EL PLACER DE VIVIR (O ENAMORARSE
PARA HACER POLÍTICA)
JUAN
CARLOS MONEDERO
Con Elie Wiesel hemos recordado muchas veces que lo contrario del amor no es el odio, sino la indiferencia.
El más oriental de nuestros filósofos, Hegel, era muy amigo de ver las cosas y su contrario. Así nos ayudó a entender que, si bien el esclavo está en los sótanos de la sociedad teniendo que regalar su tiempo, esfuerzo y cuerpo al señor, éste termina encadenado al esclavo y, a su vez, esclavizándose porque tiene enormes dificultades para poder hacer nada sin la ayuda de su cautivo. Esa peculiar sumisión del señor al esclavo, sin embargo, no nos hace olvidar que, a día de hoy, hay más consenso en que es ser mejor señor que ser esclavo y que en las sociedades decentes lo mejor es que no haya ninguna de las dos cosas.
Decidido a pensar
sobre lo importante, Hegel le dedicó también su tiempo a diseccionar al amor.

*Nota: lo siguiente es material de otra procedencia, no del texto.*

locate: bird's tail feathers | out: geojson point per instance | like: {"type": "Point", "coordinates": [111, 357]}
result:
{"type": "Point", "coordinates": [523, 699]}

Y, quizá influido por su reflexión sobre el amo y el esclavo, llegó a
habitaciones similares. ¿O es que acaso no se esclaviza quien se enamora? ¿No
es el amor la excusa más probada para tener sin tasa el cuerpo, el tiempo y el
esfuerzo de la persona enamorada? ¿No cantan los poetas desde la antigüedad
acerca de la cárcel de la pasión? Nadie puede dudar que mucha gente vive el
amor como un ansiolítico o una certeza. Y lo mismo ocurre cuando se concluye
que ese tipo de amor tiene más de mediocre que de brillante.
Algo fallaba, debió
de pensar Hegel, cuando el análisis
ponía en la misma balanza a Espartaco y a Julieta. Porque no puede ser lo mismo
vivir como esclavo que vivir enamorado. El amor, al igual que la virtud, fue
repartido por los dioses con capacidades iguales entre los seres humanos, de
manera que todos tenemos criterio suficiente como para entender que el amor no
puede ser una condena.
Una diferencia no
pequeña está en la voluntad: no escoges ser esclavo, mientras que sí puedes
escoger, incluso en los amores más desgarrados, despistar la madrugada en otros
labios. Otra diferencia reposa en que en
el amor entregas el estar enamorado, no tu vida, tu voluntad y tu destino.
Pero la más
importante de las diferencias es que en el amor, explicaba el profesor de Jena,
"dejas de ser" para ser más. Te anulas para multiplicarte. Te
disuelves para reencarnarte, te achicas para hacerte más grande. A tu vida
incorporas la de la persona amada, y lo haces para atenderla, para vivirla,
para tenerla y añorarla, de manera que
no te esclavizas sino que te replicas en una tarea que excede tu
individualidad egoísta. Algo que no le pasa al señor que usa al esclavo y que,
sin embargo, le pasa a la esclava que ama a los hijos del señor a los que
amamanta y cuida.
Desde que nos
hicimos sedentarios se rompieron bastantes cosas. La Biblia, que es la que
dicta el canon occidental y marca cómo entendemos los occidentales la vida,
despreció desde el Antiguo Testamento a los animales, puestos al servicio de
los seres humanos, igual que a las mujeres, puestas al servicio de los varones.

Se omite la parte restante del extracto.